Prodoxus coloradensis

Scientific classification
- Kingdom: Animalia
- Phylum: Arthropoda
- Clade: Pancrustacea
- Class: Insecta
- Order: Lepidoptera
- Family: Prodoxidae
- Genus: Prodoxus
- Species: P. coloradensis
- Binomial name: Prodoxus coloradensis Riley, 1892
- Synonyms: Prodoxus lautus Cockerell, 1897; Prodoxus confluens Cockerell, 1897; Incurvaria rheumapterella Dietz, 1905;

= Prodoxus coloradensis =

- Authority: Riley, 1892
- Synonyms: Prodoxus lautus Cockerell, 1897, Prodoxus confluens Cockerell, 1897, Incurvaria rheumapterella Dietz, 1905

Species of moth

Prodoxus coloradensis is a moth of the family Prodoxidae.

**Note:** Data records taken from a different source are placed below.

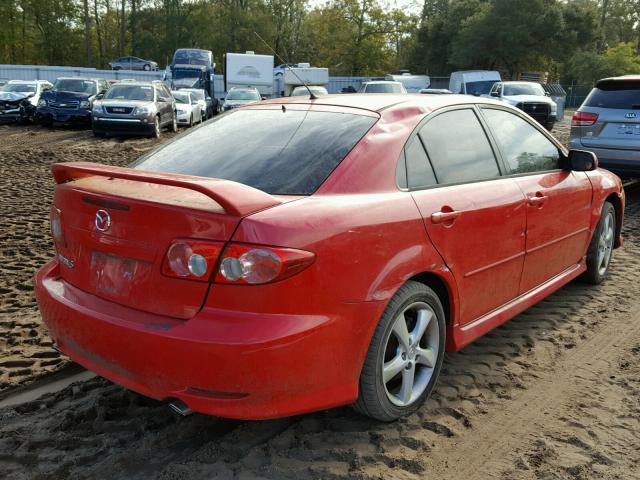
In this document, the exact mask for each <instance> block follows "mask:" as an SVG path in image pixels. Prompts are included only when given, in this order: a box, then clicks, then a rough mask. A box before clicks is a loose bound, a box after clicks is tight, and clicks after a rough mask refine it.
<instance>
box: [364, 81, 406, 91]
mask: <svg viewBox="0 0 640 480" xmlns="http://www.w3.org/2000/svg"><path fill="white" fill-rule="evenodd" d="M365 92H366V93H404V91H403V88H402V85H399V84H397V83H371V84H369V85H367V87H366V90H365Z"/></svg>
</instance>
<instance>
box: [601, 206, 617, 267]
mask: <svg viewBox="0 0 640 480" xmlns="http://www.w3.org/2000/svg"><path fill="white" fill-rule="evenodd" d="M613 225H614V219H613V214H612V213H611V212H608V213H607V216H606V217H605V219H604V223H603V225H602V229H601V230H600V238H598V256H597V265H598V273H599V274H600V275H604V274H605V272H606V271H607V268H608V267H609V262H611V254H612V252H613V240H614V236H615V232H614V227H613Z"/></svg>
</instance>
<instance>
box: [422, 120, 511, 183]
mask: <svg viewBox="0 0 640 480" xmlns="http://www.w3.org/2000/svg"><path fill="white" fill-rule="evenodd" d="M419 135H420V138H421V139H422V142H423V143H424V146H425V147H426V149H427V154H428V155H429V159H430V160H431V164H432V165H433V169H434V171H435V176H436V179H437V180H438V183H461V182H472V181H477V180H486V179H489V178H495V177H499V176H500V170H499V169H498V163H497V161H496V158H495V155H494V154H493V149H492V148H491V144H490V143H489V140H488V139H487V136H486V135H485V133H484V130H483V128H482V125H480V122H479V120H478V118H477V117H476V114H475V113H474V112H473V110H471V109H468V108H466V109H463V110H453V111H450V112H445V113H442V114H440V115H438V116H437V117H435V118H434V119H433V120H431V121H429V122H428V123H427V124H426V125H425V126H424V127H422V129H421V130H420V133H419Z"/></svg>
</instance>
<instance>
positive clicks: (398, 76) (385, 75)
mask: <svg viewBox="0 0 640 480" xmlns="http://www.w3.org/2000/svg"><path fill="white" fill-rule="evenodd" d="M384 79H385V80H390V81H392V82H400V83H401V84H402V85H404V88H405V90H406V91H407V93H420V90H422V89H424V88H429V85H431V79H430V78H429V76H428V75H411V74H410V73H403V74H401V75H385V77H384Z"/></svg>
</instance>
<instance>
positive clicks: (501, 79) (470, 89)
mask: <svg viewBox="0 0 640 480" xmlns="http://www.w3.org/2000/svg"><path fill="white" fill-rule="evenodd" d="M501 80H502V79H501V78H500V73H499V72H495V71H490V70H466V71H461V72H453V73H452V74H451V78H450V79H449V90H451V91H452V92H453V93H463V94H467V95H475V96H480V95H488V94H489V92H490V91H491V87H493V84H494V83H496V82H500V81H501Z"/></svg>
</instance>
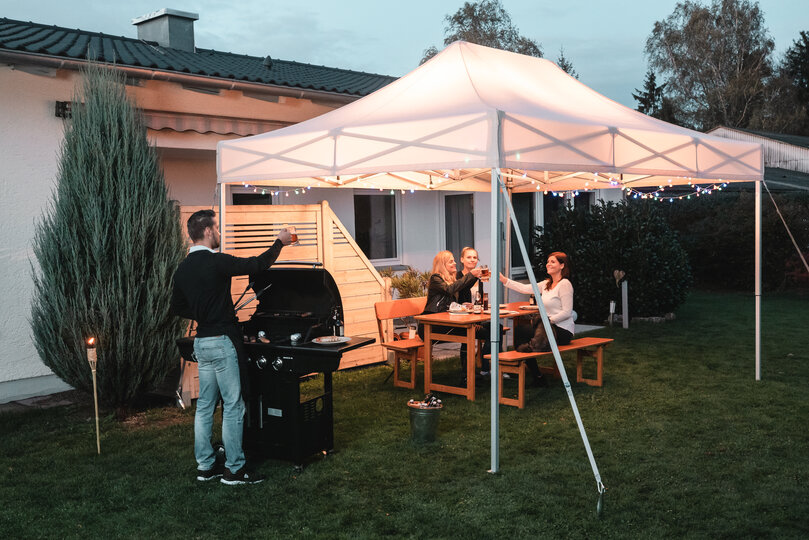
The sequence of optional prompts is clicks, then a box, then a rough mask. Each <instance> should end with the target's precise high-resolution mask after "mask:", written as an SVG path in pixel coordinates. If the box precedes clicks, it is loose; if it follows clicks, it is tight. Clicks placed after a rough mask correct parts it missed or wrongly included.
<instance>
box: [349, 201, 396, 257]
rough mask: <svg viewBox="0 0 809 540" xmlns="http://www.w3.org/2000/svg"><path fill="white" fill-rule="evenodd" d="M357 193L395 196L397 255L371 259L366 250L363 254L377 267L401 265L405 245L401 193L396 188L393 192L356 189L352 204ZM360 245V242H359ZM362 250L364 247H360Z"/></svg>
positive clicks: (354, 220)
mask: <svg viewBox="0 0 809 540" xmlns="http://www.w3.org/2000/svg"><path fill="white" fill-rule="evenodd" d="M357 195H371V196H375V197H393V212H394V214H395V215H394V219H393V226H394V227H395V229H396V230H395V231H394V235H393V236H394V238H393V249H394V250H395V252H396V257H392V258H385V259H371V258H370V257H368V256H367V255H365V252H364V251H363V252H362V254H363V255H365V256H366V258H368V260H369V261H371V264H372V265H374V266H376V267H385V266H394V265H401V264H402V246H403V245H404V243H403V241H402V198H401V194H400V193H399V192H397V191H395V190H394V192H393V193H391V192H390V190H387V189H386V190H381V191H380V190H378V189H355V190H354V194H353V196H352V197H351V201H352V205H353V203H354V197H356V196H357ZM356 219H357V210H356V207H354V224H353V225H354V227H353V228H354V235H355V240H354V241H355V242H356V233H357V221H356ZM357 247H359V244H357ZM360 251H362V248H360Z"/></svg>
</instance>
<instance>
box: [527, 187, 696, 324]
mask: <svg viewBox="0 0 809 540" xmlns="http://www.w3.org/2000/svg"><path fill="white" fill-rule="evenodd" d="M659 204H660V203H657V202H649V201H632V202H621V203H618V204H616V203H604V202H603V201H601V202H600V203H598V204H596V205H594V206H592V207H577V208H575V209H570V208H563V209H561V210H560V211H559V212H557V213H555V214H552V215H550V216H547V217H546V219H545V227H537V228H536V230H535V239H534V246H536V248H535V252H534V257H533V259H532V261H531V263H532V265H533V266H534V269H535V271H536V273H537V274H536V275H537V279H538V280H541V279H543V278H544V276H546V273H545V261H546V260H547V258H548V255H549V254H550V253H552V252H554V251H563V252H565V253H566V254H567V255H568V256H569V257H570V269H571V277H570V281H571V282H572V283H573V288H574V291H575V292H574V299H573V304H574V306H573V307H574V309H575V310H576V312H577V313H578V314H579V318H578V321H579V322H590V323H602V322H603V321H604V320H605V319H606V318H607V316H608V315H609V303H610V301H611V300H615V301H616V304H617V305H618V306H620V300H621V294H620V288H619V286H618V285H616V281H615V277H614V275H613V273H614V271H615V270H622V271H624V272H625V273H626V275H625V278H624V279H626V280H628V285H629V313H630V315H631V316H641V317H643V316H659V315H663V314H665V313H668V312H671V311H674V309H675V308H677V306H679V305H680V304H681V303H682V302H683V301H684V300H685V296H686V292H687V290H688V287H689V285H690V284H691V270H690V267H689V264H688V257H687V255H686V253H685V251H684V250H683V249H682V247H681V246H680V243H679V241H678V238H677V234H676V233H675V232H674V231H673V230H672V229H671V227H669V225H668V223H667V222H666V220H665V218H664V217H663V215H662V214H661V212H660V211H659V210H658V209H657V207H656V205H659ZM618 309H619V310H620V307H619V308H618Z"/></svg>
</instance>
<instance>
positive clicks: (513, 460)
mask: <svg viewBox="0 0 809 540" xmlns="http://www.w3.org/2000/svg"><path fill="white" fill-rule="evenodd" d="M763 316H764V332H763V338H762V339H763V355H762V356H763V361H762V363H763V380H762V381H760V382H756V381H754V357H753V343H754V336H753V329H752V328H753V299H752V295H739V294H717V293H710V294H709V293H702V292H698V293H693V294H692V295H691V297H690V298H689V300H688V302H687V304H686V305H685V306H683V308H682V309H680V310H679V311H678V312H677V319H676V320H675V321H673V322H667V323H664V324H652V323H638V324H633V325H632V327H631V328H630V329H629V330H623V329H620V328H614V329H604V330H601V331H599V332H597V333H596V335H601V336H609V337H613V338H615V342H614V343H613V344H612V345H611V346H610V347H609V348H608V350H607V359H606V362H605V381H604V387H603V388H591V387H587V386H583V385H577V384H575V383H573V390H574V393H575V396H576V400H577V402H578V405H579V410H580V412H581V416H582V419H583V421H584V425H585V427H586V428H587V433H588V436H589V438H590V443H591V445H592V449H593V453H594V454H595V457H596V460H597V463H598V466H599V469H600V471H601V476H602V479H603V481H604V484H605V485H606V486H607V489H608V491H607V493H606V497H605V505H604V513H603V515H602V517H601V519H598V518H597V517H596V513H595V507H596V499H597V491H596V486H595V481H594V479H593V475H592V472H591V470H590V465H589V463H588V460H587V456H586V454H585V451H584V447H583V445H582V442H581V439H580V437H579V433H578V430H577V429H576V422H575V419H574V417H573V414H572V411H571V408H570V405H569V403H568V400H567V397H566V395H565V392H564V389H563V388H562V385H561V384H560V383H559V382H558V381H556V382H555V383H553V384H551V386H550V387H548V388H541V389H532V390H529V394H528V405H527V407H526V408H525V409H524V410H522V411H520V410H518V409H515V408H512V407H501V416H500V418H501V441H500V442H501V446H500V448H501V461H500V464H501V473H500V474H497V475H492V474H489V473H487V469H488V468H489V462H490V455H489V436H490V435H489V434H490V432H489V408H490V404H489V391H488V389H487V388H488V387H487V388H486V389H484V390H483V391H482V392H481V393H480V395H479V398H478V400H477V401H475V402H468V401H466V400H465V399H463V398H460V397H456V396H442V398H443V400H444V406H445V410H444V411H443V412H442V413H441V414H442V417H441V423H440V426H439V441H438V442H437V443H435V444H431V445H427V446H423V447H415V446H413V444H412V443H411V442H410V441H409V435H410V432H409V430H410V428H409V424H408V412H407V408H406V405H405V404H406V402H407V400H408V399H410V398H416V397H423V396H422V395H421V394H420V393H419V392H415V391H408V390H404V389H394V388H393V387H392V386H391V385H390V383H388V384H383V380H384V379H385V377H386V376H387V374H388V372H389V369H388V368H387V367H381V366H380V367H372V368H367V369H361V370H355V371H350V372H341V373H338V374H336V375H335V382H334V388H335V398H334V402H335V409H336V410H335V437H336V447H337V449H338V452H337V453H336V454H334V455H332V456H329V457H328V458H326V459H323V460H319V461H316V462H314V463H312V464H311V465H309V466H308V467H307V468H306V469H305V470H304V471H303V472H301V473H295V472H294V470H293V469H292V467H291V466H290V465H289V464H287V463H283V462H278V461H266V462H264V463H262V464H261V465H260V466H259V470H260V471H261V472H263V473H265V474H267V476H268V481H267V482H265V483H263V484H260V485H256V486H239V487H228V486H224V485H220V484H218V483H209V484H204V485H200V484H198V483H197V482H196V481H195V480H194V470H195V463H194V459H193V450H192V442H193V441H192V440H193V433H192V422H193V411H192V410H189V411H181V410H178V409H175V408H171V407H166V408H152V409H150V410H147V411H145V412H142V413H140V414H139V415H137V416H135V417H134V418H133V419H132V420H130V421H128V422H126V423H117V422H116V421H115V420H113V418H112V416H111V415H109V414H107V415H105V417H104V418H103V419H102V423H101V429H102V438H101V446H102V452H103V454H102V455H101V456H97V455H96V447H95V434H94V429H95V424H94V420H93V415H92V397H89V396H88V398H87V401H86V403H85V404H82V405H80V406H72V407H62V408H59V409H50V410H37V411H31V412H25V413H7V414H2V415H0V433H2V434H3V441H4V443H5V444H3V445H2V449H1V450H0V456H2V457H0V466H1V467H0V508H1V509H2V510H0V538H39V537H42V538H60V537H105V538H109V537H128V538H142V537H160V538H222V537H225V538H227V537H263V538H274V537H277V538H291V537H296V538H297V537H300V538H357V537H359V538H378V537H383V536H389V537H397V538H398V537H404V538H469V539H471V538H530V537H547V538H560V537H576V538H599V537H610V538H656V537H665V538H671V537H676V538H680V537H688V538H740V537H777V538H784V537H786V538H790V537H791V538H806V537H807V536H809V474H808V473H807V470H808V468H809V463H807V456H809V414H807V404H809V384H807V383H809V352H807V351H809V334H808V333H807V330H806V327H807V322H809V297H807V296H806V295H803V296H801V295H794V294H792V295H771V296H770V295H768V296H766V297H765V299H764V307H763ZM565 362H566V365H567V371H568V374H569V376H570V377H571V380H575V363H574V361H573V358H572V357H566V358H565ZM456 365H457V360H448V361H445V362H444V366H443V367H444V370H445V371H452V370H454V369H455V368H456ZM419 373H421V370H419Z"/></svg>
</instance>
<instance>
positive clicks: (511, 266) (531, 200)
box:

In North America it is found from the Colorado Plateau in the north to northern Sonora in the south, east to the Big Bend region of Texas and west to the coastal range of southern California.

The wingspan is 8.9–12 mm for males and 9.2–13 mm for females. Adults are on wing from April to June.

The larvae feed on Yucca baccata, Yucca arizonica and Yucca schidigera.